Assessing risks is not just for the sake of identifying workplace hazards. This activity is also crucial in mitigating and eliminating the dangers that may stem from them.
Once you have your office hazards checklist down, the next step is to rank them from the least to most dangerous. This will help you gauge the gravity of the hazards and make plans on how to respond to each of them. The idea is to commensurate the response to the severity of the hazard. These pieces of information will give you a clearer picture of the causes and effects of these hazards.
The expected outcome of this exercise is to eliminate the risks and ensure a safe workplace for people in your care. Now that you have a thorough study of the facility and the risks around it, it’s time to make the necessary changes and improvements in procedures, infrastructures, equipment, or machinery.
Evaluate and review
Once all changes and procedures are accomplished, conduct an evaluation of the entire process. This will help you and your team see if every hazard is covered and if modifications must be made. It needs to be reviewed and regularly evaluated, particularly if there will be adjustments in the structure of the facility and changes in equipment.

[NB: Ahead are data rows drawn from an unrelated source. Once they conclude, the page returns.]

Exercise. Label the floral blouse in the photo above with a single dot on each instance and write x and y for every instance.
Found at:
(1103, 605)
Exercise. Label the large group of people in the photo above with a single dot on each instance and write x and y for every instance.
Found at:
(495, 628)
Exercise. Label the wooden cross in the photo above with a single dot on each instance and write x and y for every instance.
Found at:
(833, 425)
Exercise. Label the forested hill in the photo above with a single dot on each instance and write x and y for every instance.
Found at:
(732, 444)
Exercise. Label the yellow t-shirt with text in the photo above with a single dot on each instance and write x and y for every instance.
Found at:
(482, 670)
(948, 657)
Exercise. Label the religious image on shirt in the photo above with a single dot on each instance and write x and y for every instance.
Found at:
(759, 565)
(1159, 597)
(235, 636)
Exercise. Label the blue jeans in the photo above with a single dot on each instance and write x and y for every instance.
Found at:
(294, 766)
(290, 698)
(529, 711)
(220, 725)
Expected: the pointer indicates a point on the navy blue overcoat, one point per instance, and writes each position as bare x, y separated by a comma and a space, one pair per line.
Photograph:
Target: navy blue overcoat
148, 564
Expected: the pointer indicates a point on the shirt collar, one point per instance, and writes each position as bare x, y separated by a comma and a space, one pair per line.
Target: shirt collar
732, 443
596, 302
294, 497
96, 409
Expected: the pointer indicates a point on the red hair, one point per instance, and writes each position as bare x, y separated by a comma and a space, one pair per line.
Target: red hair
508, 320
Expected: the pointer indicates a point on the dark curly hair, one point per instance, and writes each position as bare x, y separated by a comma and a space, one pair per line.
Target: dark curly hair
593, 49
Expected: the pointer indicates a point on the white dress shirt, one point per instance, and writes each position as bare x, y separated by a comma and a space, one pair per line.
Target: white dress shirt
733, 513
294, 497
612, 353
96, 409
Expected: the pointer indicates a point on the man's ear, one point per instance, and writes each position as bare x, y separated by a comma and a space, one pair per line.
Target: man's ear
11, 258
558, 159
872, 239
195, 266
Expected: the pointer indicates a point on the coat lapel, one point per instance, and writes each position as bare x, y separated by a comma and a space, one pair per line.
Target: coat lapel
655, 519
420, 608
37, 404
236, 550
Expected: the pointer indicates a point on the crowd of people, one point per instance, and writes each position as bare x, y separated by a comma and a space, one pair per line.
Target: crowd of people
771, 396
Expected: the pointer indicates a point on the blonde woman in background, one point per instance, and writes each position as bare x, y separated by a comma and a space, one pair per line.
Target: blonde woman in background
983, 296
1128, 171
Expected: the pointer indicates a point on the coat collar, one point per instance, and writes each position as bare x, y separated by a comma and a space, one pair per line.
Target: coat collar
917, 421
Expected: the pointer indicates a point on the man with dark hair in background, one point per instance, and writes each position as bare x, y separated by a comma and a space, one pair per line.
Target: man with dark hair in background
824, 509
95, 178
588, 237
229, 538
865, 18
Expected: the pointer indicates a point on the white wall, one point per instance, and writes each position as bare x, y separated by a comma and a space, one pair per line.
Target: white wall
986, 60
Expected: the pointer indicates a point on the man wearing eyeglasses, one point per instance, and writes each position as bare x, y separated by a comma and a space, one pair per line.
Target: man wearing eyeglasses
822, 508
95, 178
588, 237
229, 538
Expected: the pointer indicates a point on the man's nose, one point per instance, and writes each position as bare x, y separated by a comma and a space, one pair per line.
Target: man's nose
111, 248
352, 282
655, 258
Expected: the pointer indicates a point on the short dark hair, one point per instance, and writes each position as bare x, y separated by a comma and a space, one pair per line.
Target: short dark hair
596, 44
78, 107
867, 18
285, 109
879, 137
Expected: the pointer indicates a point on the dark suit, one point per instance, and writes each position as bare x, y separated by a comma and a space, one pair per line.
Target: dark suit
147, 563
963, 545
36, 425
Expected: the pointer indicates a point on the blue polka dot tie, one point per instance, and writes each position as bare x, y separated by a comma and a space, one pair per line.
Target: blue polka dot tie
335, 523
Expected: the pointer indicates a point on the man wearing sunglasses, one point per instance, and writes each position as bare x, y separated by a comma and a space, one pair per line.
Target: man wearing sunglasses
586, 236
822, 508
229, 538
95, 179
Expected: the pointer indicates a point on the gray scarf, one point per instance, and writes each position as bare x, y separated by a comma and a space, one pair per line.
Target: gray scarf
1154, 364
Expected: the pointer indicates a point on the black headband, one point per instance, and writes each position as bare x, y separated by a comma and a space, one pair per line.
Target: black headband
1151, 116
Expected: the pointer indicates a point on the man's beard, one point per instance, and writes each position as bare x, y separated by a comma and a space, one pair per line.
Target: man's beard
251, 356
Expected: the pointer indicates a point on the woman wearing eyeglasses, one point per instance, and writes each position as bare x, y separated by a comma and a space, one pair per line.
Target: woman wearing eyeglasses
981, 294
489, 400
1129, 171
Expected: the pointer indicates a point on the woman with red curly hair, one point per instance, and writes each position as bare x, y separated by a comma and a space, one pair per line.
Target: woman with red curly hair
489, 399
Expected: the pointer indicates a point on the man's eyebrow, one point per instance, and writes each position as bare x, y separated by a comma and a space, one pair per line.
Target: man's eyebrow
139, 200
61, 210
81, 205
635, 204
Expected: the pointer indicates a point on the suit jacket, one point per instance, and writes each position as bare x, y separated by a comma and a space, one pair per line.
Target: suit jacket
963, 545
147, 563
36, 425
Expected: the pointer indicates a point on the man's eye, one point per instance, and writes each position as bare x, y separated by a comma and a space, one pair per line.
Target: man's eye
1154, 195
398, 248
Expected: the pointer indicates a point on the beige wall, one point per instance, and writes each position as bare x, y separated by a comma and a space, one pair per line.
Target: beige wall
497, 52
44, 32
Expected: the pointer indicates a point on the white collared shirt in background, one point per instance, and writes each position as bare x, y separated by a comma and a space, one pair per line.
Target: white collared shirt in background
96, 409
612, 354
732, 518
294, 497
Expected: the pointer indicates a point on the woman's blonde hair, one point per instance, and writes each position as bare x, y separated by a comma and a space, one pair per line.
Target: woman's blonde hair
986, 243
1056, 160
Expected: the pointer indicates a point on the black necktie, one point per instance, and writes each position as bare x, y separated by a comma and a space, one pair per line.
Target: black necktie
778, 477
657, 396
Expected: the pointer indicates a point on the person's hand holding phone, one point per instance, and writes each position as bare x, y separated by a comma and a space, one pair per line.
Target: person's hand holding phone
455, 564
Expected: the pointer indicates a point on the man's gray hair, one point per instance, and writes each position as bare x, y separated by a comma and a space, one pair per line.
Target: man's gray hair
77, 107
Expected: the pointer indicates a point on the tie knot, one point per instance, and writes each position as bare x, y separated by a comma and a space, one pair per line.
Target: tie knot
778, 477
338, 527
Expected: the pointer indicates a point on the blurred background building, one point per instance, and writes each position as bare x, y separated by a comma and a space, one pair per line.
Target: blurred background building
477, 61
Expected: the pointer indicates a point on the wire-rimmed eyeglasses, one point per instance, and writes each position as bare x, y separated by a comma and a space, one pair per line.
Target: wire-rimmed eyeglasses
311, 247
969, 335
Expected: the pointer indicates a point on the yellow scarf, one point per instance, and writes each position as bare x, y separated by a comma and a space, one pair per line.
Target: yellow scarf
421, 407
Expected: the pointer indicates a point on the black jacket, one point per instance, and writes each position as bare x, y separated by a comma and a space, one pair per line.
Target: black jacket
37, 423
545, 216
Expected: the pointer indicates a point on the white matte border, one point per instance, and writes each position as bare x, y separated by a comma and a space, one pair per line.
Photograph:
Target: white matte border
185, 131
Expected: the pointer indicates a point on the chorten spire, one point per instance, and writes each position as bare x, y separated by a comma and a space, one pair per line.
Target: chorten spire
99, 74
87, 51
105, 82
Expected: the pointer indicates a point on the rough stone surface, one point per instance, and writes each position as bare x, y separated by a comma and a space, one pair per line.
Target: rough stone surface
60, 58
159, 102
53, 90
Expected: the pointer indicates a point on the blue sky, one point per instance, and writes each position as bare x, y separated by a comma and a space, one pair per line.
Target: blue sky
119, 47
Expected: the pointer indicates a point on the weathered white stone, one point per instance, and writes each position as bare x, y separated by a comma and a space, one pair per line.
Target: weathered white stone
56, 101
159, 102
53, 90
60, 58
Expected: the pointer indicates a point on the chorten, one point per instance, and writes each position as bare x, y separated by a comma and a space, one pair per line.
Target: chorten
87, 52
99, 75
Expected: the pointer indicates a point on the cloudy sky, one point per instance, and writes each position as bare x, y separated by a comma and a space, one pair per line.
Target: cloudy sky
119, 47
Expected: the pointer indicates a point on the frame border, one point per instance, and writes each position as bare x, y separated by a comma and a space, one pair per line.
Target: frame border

Depending on the severity of the identified hazards and the size of the facility, changes and improvements may take weeks or even months. It is tedious and could involve the assistance and approval of the management and people from various teams. However, if done right, this activity would result in a safer and better workplace conditions for everyone occupying the facility.
There’s no better time than now
Emergencies can happen anytime, anywhere. Preparation is key in mitigating their impact on people, properties, business operations, and society at large. Whether you’re a building owner, a facility manager, a company owner, staff, or a general building occupant, you have a pivotal role in ensuring workplace safety.
Be vigilant at spotting possible hazards. Inform the chief warden about them, so they will be included in the office hazards checklist. Once these risks are identified and documented properly, actions can be done to avoid them from happening.
Are you 100 percent sure that your workplace is safe and free from risks? Are you 100 percent compliant with Australian Standards? Your answer to these questions shape the safety conditions of your workplace.